The Rams have built an elite special teams unit by fostering plenty of competition early in training camp.

The Rams have had one of the best special teams units in the league for some time now, and one of the reasons why is the competition the team fosters in training camp.

Monday’s practice, which focused solely on the unit, is an example of where players who may be on the fringes of the roster can begin to make enough of an impression to secure a coveted spot. It’s an opportunity for players to show that they have both unique physical and mental traits that can allow them to be successful in their special teams roles.

“They’re a little different, yeah,” special teams coordinator John Fassel said of players who excel on his unit. “And probably like their coach, really all kind of crazy, a little whack. They’re a little different, which is good. If you’re not, then it’s probably not for you.”

Aside from punter Johnny Hekker, kicker Greg Zuerlein, and long snapper Jake McQuaide, there are some clear core members of the special teams unit.
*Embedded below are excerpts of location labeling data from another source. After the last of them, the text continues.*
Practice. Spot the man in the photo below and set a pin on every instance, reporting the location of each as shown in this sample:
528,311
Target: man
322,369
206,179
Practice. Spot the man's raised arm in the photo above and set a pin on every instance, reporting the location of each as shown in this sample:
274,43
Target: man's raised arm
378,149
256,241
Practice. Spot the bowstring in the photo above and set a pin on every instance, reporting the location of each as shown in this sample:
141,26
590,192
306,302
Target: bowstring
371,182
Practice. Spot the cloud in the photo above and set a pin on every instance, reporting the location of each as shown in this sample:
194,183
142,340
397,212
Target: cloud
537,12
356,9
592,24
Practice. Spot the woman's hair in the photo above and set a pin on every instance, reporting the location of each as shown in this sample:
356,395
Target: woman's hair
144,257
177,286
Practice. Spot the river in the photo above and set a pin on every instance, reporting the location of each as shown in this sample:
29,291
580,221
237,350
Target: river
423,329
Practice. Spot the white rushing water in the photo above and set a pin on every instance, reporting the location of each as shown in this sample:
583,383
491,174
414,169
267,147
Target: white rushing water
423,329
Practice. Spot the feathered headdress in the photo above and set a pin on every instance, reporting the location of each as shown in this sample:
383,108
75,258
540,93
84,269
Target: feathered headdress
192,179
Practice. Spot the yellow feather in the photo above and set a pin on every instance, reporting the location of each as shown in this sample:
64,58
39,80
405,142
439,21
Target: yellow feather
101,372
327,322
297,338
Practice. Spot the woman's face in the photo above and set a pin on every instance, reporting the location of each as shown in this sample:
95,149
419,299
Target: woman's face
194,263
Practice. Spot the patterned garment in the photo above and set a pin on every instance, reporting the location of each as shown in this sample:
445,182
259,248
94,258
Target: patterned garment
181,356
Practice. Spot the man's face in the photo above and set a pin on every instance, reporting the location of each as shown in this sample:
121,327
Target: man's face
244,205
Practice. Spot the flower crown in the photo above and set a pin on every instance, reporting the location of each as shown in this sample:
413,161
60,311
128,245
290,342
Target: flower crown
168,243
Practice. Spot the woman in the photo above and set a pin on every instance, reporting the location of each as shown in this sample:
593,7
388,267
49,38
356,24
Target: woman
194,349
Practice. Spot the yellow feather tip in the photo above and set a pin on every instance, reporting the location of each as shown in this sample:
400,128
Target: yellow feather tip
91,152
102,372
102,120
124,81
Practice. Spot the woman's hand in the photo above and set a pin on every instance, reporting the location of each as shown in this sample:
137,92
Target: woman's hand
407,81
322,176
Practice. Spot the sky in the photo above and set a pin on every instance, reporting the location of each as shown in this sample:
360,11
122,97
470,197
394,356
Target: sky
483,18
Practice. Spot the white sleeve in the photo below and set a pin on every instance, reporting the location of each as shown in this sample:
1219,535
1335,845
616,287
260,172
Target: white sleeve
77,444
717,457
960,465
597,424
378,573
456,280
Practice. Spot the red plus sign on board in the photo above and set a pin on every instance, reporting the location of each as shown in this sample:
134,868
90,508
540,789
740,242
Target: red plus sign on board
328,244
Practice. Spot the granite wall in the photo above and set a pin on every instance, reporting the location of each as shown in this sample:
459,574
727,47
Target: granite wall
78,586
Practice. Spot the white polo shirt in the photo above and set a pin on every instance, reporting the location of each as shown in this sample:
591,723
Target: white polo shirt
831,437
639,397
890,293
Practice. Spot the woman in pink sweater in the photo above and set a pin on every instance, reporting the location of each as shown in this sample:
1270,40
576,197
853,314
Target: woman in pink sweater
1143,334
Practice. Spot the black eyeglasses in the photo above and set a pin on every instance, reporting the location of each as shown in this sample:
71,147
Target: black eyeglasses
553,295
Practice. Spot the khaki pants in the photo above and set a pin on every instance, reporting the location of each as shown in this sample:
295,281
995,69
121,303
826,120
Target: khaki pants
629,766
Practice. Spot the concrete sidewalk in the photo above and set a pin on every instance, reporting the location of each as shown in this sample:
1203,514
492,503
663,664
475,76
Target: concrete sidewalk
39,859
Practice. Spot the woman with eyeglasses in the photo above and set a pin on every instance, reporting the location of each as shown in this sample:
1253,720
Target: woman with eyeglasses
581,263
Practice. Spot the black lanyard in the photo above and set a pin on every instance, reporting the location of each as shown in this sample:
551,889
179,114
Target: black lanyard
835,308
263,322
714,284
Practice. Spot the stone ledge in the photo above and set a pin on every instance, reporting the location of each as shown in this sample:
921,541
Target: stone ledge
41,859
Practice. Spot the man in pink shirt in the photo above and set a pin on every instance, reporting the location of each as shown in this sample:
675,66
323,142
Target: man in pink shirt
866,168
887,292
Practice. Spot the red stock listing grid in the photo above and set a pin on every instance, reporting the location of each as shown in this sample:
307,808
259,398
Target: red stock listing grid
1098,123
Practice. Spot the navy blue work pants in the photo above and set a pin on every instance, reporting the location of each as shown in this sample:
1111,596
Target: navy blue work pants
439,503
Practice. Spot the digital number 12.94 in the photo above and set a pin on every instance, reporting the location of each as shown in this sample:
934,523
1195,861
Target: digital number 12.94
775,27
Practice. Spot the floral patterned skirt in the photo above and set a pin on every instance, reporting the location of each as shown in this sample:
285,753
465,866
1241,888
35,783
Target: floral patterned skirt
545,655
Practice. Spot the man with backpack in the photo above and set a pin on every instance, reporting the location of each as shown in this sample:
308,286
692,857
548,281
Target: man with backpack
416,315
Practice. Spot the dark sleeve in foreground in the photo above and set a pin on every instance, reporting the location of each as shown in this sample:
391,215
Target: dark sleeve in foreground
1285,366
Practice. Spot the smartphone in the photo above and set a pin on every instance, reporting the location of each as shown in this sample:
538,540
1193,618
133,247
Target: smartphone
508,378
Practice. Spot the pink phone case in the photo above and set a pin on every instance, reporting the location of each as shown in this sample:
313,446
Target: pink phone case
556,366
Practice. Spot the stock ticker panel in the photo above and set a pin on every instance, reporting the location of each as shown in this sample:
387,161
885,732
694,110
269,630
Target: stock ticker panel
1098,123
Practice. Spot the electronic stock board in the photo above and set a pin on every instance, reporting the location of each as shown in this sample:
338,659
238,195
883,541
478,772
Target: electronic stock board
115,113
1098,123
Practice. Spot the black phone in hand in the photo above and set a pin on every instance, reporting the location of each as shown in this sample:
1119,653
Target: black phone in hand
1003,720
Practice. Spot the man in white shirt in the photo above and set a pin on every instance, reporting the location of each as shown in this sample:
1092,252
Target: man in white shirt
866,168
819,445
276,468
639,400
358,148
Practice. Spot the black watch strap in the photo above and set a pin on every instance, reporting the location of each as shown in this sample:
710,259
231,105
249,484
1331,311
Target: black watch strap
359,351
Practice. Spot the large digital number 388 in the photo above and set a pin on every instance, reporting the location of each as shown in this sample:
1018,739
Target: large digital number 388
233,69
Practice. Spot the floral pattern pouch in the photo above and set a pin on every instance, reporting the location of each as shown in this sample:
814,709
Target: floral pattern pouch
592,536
Players like Daren Bates, Chase Reynolds, Cody Davis, Cory Harkey, and Benny Cunningham have all become vital to the team’s performance in the area.

And the mixture of physical and mental traits is why Fassel recently showed the team film of Bates’ first special teams practice from 2013. That day made an impression on Fassel and the coaching staff because they had never seen Bates in pads before.

“You think, ‘This guy might have something to him. He may be scrappy and he may be tough.’ But you don’t know until you can go out there and bang with the pads on,” Fassel said. “Obviously that day kind of woke everybody up as far as the coaches and said, ‘Let’s keep an eye on this guy. Let’s see what happens in the games.’ And he did it in the games.”

That’s what many of the young players were facing prior to Monday, and will continue to face throughout the preseason. And while Bates noted that it’s good to remember where you started, he said he wasn’t simply using himself or his situation as a guide for younger players.

“Everybody is different,” Bates said. “I just try to tell them to do what you know you can do. Use your strengths when you’re out here because that’s going to keep you alive, keep you going, keep you through your drills. So when you use your strengths, and not try to think too much and just play ball, you’ll be alright.”

For players like Bates and Reynolds, who are listed at other positions, contributing heavily on special teams is a way that keeps them on a roster. And it’s something both players embrace.

“You always want to play your position, so I do want to get out there and make some tackles on defense, get an interception, make some big plays for the defense. But I know where my home is,” Bates said. “Special teams is where it’s at. That’s where I can make plays, I can go out and be myself, and show my athleticism and just play free.”

“I heard a coach say one time, ‘It’s hard to make it in the NFL, and it’s harder to stay.’ And that’s true,” Reynolds said. “You can do whatever you want in the 2014 season, but there are always new guys coming up. You’re always getting a little older.”

And while the contributions from the core special teams players may go unnoticed by many, that’s not at all the case with their teammates.

“For the most part, I rely on them. And they’re very, very reliable players,” Hekker said. “They’ve been coached by the best special teams coach in the country. And, man, we have fun doing what we’re doing. I think that’s special to our special teams unit.”